# graphify
**Repository Path**: efreets/graphify
## Basic Information
- **Project Name**: graphify
- **Description**: No description available
- **Primary Language**: Unknown
- **License**: MIT
- **Default Branch**: v4
- **Homepage**: None
- **GVP Project**: No
## Statistics
- **Stars**: 0
- **Forks**: 0
- **Created**: 2026-04-12
- **Last Updated**: 2026-04-12
## Categories & Tags
**Categories**: Uncategorized
**Tags**: None
## README
# graphify
[English](README.md) | [简体中文](README.zh-CN.md) | [日本語](README.ja-JP.md) | [한국어](README.ko-KR.md)

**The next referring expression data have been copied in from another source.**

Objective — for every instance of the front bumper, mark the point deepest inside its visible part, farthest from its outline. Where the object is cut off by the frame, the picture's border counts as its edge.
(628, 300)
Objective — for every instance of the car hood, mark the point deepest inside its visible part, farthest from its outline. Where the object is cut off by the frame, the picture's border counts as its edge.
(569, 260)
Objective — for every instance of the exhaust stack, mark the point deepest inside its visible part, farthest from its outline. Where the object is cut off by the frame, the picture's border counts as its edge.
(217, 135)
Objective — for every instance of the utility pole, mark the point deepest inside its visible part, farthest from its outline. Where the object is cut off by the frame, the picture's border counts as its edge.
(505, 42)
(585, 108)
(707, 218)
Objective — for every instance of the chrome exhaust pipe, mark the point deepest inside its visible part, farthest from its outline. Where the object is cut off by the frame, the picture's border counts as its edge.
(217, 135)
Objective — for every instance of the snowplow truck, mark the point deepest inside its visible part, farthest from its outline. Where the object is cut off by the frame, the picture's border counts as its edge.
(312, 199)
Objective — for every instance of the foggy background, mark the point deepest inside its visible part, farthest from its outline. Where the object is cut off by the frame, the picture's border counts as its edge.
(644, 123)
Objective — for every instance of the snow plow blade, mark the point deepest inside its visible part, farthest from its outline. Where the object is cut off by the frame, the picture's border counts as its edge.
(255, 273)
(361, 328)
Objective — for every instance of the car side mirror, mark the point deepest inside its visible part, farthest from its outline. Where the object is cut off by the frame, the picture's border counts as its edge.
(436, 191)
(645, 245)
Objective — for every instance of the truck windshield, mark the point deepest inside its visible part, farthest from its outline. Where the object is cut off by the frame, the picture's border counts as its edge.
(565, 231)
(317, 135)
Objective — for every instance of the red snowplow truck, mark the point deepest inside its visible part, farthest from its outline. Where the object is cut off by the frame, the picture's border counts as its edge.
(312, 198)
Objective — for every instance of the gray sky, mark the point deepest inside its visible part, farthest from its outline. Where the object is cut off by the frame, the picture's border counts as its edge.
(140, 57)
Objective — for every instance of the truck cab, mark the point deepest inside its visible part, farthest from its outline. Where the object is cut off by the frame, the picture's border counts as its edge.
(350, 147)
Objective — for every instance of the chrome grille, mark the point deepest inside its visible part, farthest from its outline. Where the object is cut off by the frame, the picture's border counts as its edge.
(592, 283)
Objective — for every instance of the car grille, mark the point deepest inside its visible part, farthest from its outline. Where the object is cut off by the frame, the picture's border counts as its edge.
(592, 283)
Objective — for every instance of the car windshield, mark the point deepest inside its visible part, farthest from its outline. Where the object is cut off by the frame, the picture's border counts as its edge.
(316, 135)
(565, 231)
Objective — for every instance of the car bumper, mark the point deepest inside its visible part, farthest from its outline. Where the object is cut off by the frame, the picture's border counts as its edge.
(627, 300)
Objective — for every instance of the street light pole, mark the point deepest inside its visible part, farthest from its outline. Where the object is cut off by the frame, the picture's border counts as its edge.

[](https://github.com/safishamsi/graphify/actions/workflows/ci.yml)
[](https://pypi.org/project/graphifyy/)
[](https://pepy.tech/project/graphifyy)
[](https://github.com/sponsors/safishamsi)
[](https://www.linkedin.com/in/safi-shamsi)
**An AI coding assistant skill.** Type `/graphify` in Claude Code, Codex, OpenCode, Cursor, Gemini CLI, GitHub Copilot CLI, Aider, OpenClaw, Factory Droid, or Trae - it reads your files, builds a knowledge graph, and gives you back structure you didn't know was there. Understand a codebase faster. Find the "why" behind architectural decisions.
Fully multimodal. Drop in code, PDFs, markdown, screenshots, diagrams, whiteboard photos, images in other languages, or video and audio files - graphify extracts concepts and relationships from all of it and connects them into one graph. Videos are transcribed with Whisper using a domain-aware prompt derived from your corpus. 20 languages supported via tree-sitter AST (Python, JS, TS, Go, Rust, Java, C, C++, Ruby, C#, Kotlin, Scala, PHP, Swift, Lua, Zig, PowerShell, Elixir, Objective-C, Julia).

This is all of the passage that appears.